Once I got off an early morning long haul and stood for over 45 mins at Hatton Cross waiting for a bus to Feltham. About 40 buses to Feltham probably passed me in that time! Just wasn't thinking properly.

However, the system for changing flights is pretty much the same at any airport in the world. And there are signs everywhere. Was this your first flight, hence the confusion and terror?


User currently offlineAlnessW From United States of America, joined Jun 2010, 618 posts, RR: 1
Reply 14, posted (3 years 10 months 5 days 19 hours ago) and read 3496 times:

Quoting BA319-131 (Reply 11):
I have used T5 many many times and always found signage to be excellent, perhaps you were a little tired?
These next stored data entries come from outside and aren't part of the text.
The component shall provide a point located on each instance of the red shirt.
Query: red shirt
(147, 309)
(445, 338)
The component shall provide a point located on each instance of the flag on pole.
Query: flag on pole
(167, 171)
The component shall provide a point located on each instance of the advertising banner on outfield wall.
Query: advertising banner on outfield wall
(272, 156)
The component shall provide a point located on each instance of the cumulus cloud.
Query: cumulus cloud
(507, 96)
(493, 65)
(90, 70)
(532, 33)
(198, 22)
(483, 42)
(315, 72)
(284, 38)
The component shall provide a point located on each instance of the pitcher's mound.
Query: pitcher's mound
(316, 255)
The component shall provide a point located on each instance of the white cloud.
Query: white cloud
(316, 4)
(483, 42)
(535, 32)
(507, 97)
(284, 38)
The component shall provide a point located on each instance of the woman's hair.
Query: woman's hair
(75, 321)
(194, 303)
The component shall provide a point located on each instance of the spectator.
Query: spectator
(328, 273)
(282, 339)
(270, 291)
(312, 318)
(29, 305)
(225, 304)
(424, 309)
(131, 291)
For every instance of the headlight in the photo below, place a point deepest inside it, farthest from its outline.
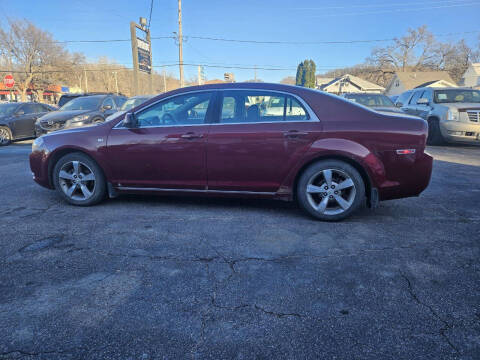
(452, 115)
(38, 144)
(79, 118)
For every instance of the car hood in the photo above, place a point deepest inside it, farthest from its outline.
(4, 119)
(462, 106)
(387, 109)
(62, 116)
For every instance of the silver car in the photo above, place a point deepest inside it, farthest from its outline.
(453, 114)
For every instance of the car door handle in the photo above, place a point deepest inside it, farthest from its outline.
(190, 136)
(294, 133)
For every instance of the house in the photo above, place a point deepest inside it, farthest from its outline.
(407, 80)
(471, 77)
(349, 83)
(320, 81)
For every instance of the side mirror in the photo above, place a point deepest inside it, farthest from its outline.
(129, 121)
(422, 101)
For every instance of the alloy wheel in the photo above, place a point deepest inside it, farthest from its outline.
(4, 136)
(331, 191)
(77, 180)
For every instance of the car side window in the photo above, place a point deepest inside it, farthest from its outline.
(403, 98)
(188, 109)
(294, 111)
(253, 106)
(109, 101)
(417, 95)
(120, 100)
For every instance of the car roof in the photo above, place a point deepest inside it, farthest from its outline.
(363, 94)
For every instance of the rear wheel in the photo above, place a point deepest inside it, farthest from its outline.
(435, 136)
(330, 190)
(79, 180)
(5, 136)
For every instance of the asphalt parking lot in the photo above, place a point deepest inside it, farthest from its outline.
(168, 278)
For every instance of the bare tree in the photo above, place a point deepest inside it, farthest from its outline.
(33, 54)
(413, 51)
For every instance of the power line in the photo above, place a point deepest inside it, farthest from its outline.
(270, 42)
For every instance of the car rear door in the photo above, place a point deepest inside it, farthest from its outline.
(167, 148)
(256, 139)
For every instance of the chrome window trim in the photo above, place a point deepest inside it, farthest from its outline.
(311, 113)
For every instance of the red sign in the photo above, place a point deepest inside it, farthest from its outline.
(8, 81)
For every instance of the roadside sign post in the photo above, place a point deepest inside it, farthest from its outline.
(9, 83)
(141, 54)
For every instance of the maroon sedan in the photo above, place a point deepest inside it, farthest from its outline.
(260, 140)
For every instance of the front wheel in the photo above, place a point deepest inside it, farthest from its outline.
(330, 190)
(79, 180)
(5, 136)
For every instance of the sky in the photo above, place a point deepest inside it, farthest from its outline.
(265, 20)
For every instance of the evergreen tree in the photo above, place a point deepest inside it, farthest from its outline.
(306, 74)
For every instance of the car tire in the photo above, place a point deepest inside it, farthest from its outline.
(435, 136)
(79, 180)
(5, 136)
(330, 190)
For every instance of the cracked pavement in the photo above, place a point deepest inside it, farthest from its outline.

Very likely. I also might not be remembering correctly - who knows.

Quoting BA319-131 (Reply 11):
Have you been to America lately?? The most paranoid country in the world. I still love the place though!

Sad but true!

Quoting babybus (Reply 13):
Maybe that question came from your state of mind at the time? It's difficult getting off long haul flights and trying to orientate yourself at a time when you should be asleep.

Indeed, quite possible. Also as mentioned above, I might not be remembering things correctly.

Quoting babybus (Reply 13):
Was this your first flight, hence the confusion and terror?

Certainly not, however this was my first time over the Atlantic, as well as my first LHR experience.